Зяблики в латах - стр. 25
– Этого, подпоручик Морозов, возьмете в первый взвод. Хороший будет солдат!..
Над шеренгой пленных бежал дымок. Пленные курили. Но вот из-за строения с содранной крышей показались всадники. К пленным подъезжал полковник Туркул.
– Идем! – сказал мне подпоручик Морозов. – Сейчас расправа начнется…
Под ногами коня Туркула прыгал и кружился бульдог. С его выгнутой наружу губы болталась застывшая слюна. Бульдог хрипло дышал.
– Ах, сук-к-кины!.. – пробежал мимо нас штабс-капитан Карнаоппулло. – Ах, сук-к-кины, как стреляли!.. Сейчас мы… Сейчас вот!.. Эй, ребята, кто со мной?..
За штабс-капитаном побежал Свечников.
Мы шли к ротному обозу – за винтовкой пленному красноармейцу.
– Как звать тебя, земляк? – спросил его подпоручик Морозов.
– Горшков, – ответил тот, как-то густо и с ударением произнося букву «о».
– Ярославский?
– Ярославский, так точно! – И, взглянув на нас, красноармеец чему-то радостно улыбнулся.
А за спиной уже раздались первые выстрелы. Бульдог радостно залаял, и вслед за ним кто-то загоготал, тоже как бульдог, коротко и радостно.
Красноармеец обернулся и вдруг, остановившись, поднял на нас задрожавшие под ресницами глаза.
– Товарищи!.. Пошто злобитесь?.. Товарищи!..
Выстрелы за нами гулко подпрыгивали.
– Холодно!.. – не отвечая Горшкову, тихо сказал мне подпоручик Морозов. Зубы его стучали.
А в лицо нам светило солнце, ветер давно уже стих, и было тепло, как весною.
Деревни, степь… и опять степь, степь, деревни…
– Ничего! Скоро вечер… Отдохнем.
– Ты, черт жженый! Это вечером-то?..
– Не робей!.. Говорят, ребята уже и за санями посланы… Поедем скоро.
– Полагалось бы!.. Не ровен час, окружат нас красные…

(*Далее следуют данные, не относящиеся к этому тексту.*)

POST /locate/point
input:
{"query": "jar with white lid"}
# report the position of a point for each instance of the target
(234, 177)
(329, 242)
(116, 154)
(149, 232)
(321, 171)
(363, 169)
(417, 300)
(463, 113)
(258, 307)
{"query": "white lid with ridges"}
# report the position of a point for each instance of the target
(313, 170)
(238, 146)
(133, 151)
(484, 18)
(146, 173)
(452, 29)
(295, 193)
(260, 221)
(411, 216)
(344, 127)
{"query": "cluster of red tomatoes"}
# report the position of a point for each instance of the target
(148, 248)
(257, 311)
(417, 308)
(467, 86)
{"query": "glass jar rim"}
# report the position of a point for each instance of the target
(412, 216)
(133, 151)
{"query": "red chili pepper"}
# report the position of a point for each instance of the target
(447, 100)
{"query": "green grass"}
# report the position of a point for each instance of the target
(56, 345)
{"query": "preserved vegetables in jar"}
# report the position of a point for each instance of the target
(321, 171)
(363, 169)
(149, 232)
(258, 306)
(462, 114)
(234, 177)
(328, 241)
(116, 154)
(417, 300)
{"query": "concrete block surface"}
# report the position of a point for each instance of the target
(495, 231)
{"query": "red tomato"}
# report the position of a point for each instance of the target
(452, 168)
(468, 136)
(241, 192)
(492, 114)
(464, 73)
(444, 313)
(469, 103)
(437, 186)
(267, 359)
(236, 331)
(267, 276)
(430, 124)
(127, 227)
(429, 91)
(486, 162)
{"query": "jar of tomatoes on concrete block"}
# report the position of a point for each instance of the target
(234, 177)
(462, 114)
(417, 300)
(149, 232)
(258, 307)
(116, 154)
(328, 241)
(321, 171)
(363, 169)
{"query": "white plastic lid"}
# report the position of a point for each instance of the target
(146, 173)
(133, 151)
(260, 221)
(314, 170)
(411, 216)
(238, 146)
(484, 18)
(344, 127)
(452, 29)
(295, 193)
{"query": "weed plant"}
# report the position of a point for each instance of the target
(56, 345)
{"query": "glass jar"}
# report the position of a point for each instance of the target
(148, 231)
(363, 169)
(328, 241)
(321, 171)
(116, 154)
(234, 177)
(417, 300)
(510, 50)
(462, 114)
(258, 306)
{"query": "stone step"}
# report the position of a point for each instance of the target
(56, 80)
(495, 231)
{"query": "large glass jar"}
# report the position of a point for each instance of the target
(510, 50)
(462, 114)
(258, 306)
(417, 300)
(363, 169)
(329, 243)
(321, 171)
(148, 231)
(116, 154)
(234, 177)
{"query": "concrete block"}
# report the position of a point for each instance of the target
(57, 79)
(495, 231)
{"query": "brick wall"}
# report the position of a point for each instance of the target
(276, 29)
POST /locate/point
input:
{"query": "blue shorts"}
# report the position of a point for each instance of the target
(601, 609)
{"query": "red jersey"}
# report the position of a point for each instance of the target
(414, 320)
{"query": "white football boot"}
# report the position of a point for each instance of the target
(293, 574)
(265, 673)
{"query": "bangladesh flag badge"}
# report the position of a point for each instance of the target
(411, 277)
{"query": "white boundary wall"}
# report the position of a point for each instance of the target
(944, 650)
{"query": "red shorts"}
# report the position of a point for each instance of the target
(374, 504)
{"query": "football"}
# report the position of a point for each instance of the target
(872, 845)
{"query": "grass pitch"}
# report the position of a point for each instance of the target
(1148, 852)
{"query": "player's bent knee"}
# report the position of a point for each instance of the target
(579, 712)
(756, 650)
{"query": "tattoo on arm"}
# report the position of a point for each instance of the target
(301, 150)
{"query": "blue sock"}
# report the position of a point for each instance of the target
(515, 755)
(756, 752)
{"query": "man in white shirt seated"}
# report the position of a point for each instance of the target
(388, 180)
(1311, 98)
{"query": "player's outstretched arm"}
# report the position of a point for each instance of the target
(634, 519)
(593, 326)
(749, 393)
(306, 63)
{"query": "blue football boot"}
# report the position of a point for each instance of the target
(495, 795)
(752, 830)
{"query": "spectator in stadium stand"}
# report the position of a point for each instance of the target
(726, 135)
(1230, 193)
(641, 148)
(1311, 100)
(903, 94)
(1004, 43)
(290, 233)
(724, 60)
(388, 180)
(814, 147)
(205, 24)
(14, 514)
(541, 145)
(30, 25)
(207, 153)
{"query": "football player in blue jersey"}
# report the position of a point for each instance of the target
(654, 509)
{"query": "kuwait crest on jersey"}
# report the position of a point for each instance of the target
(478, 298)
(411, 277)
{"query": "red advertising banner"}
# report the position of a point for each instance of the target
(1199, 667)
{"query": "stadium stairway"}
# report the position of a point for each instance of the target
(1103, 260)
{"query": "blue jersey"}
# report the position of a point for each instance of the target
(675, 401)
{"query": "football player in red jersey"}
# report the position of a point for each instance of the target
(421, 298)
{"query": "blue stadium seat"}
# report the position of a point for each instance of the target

Перед ротами гнали пленных. Было их уже не сорок восемь – всего двадцать девять.
Почти раздетые, без сапог, они шли, высоко подымая замерзшие ноги, то и дело озираясь на штабс-капитана Карнаоппулло и Свечникова, идущих с ними рядом.
…Деревни… Степь… И опять степь, степь, деревни…
От боев мы уклонялись. Очевидно, боялись отстать от общего фронта.
Однажды под утро, когда сон сбивал шаг и, раскачиваясь на плечевых ремнях, звенели штык о штык винтовки, с юга, оттуда, где шли наши дозоры, вновь хлестнуло вдруг низким огнем звонкой шрапнели, и сразу, со всех четырех снежных сторон, обхватила нас частая и сухая ружейная пальба.
– Пулеметы! Пулеметы!.. – кричал полковник Петерс, верхом на кривоногой крестьянской лошаденке врезаясь в роты. – Пулеметчики, вперед!..
– Рас-ступись!..
– В цепь!
– Да сторонись!..
Артиллеристы, повернув орудия, быстро окапывали батарею. За батареей метался обоз.
– Батарея, – огонь!..
– Цепь! – кричал штабс-капитан Карнаоппулло, выбегая на дорогу.
– Трубка ноль пять.
– Цепь.
– Ноль пять, огонь!..
– Це-епь!
– В цепь, вашу мать! – И, отстранив растерявшегося штабс-капитана, поручик Ауэ осадил напирающих обозников. Вышедшая из скрута смешавшейся походной колонны 6-я рота сбежала в поле, рассыпалась и уже спокойно двинулась вперед.
…Ухали орудия, уже сплошным, густым гулом покрывая ружейную и пулеметную пальбу. Батальон шел треугольником, рассекая огнем черную ночь…
К утру мы пробились.
– Шибко палили!.. Как ваши давеча!.. – сказал мне Горшков, идя со мною к 1-му взводу.
…Подпоручик Морозов стоял над санями, в которых, сжимая пальцами поросший бородой подбородок, лежал рядовой Степун. Раненный осколком в грудь, Степун умирал.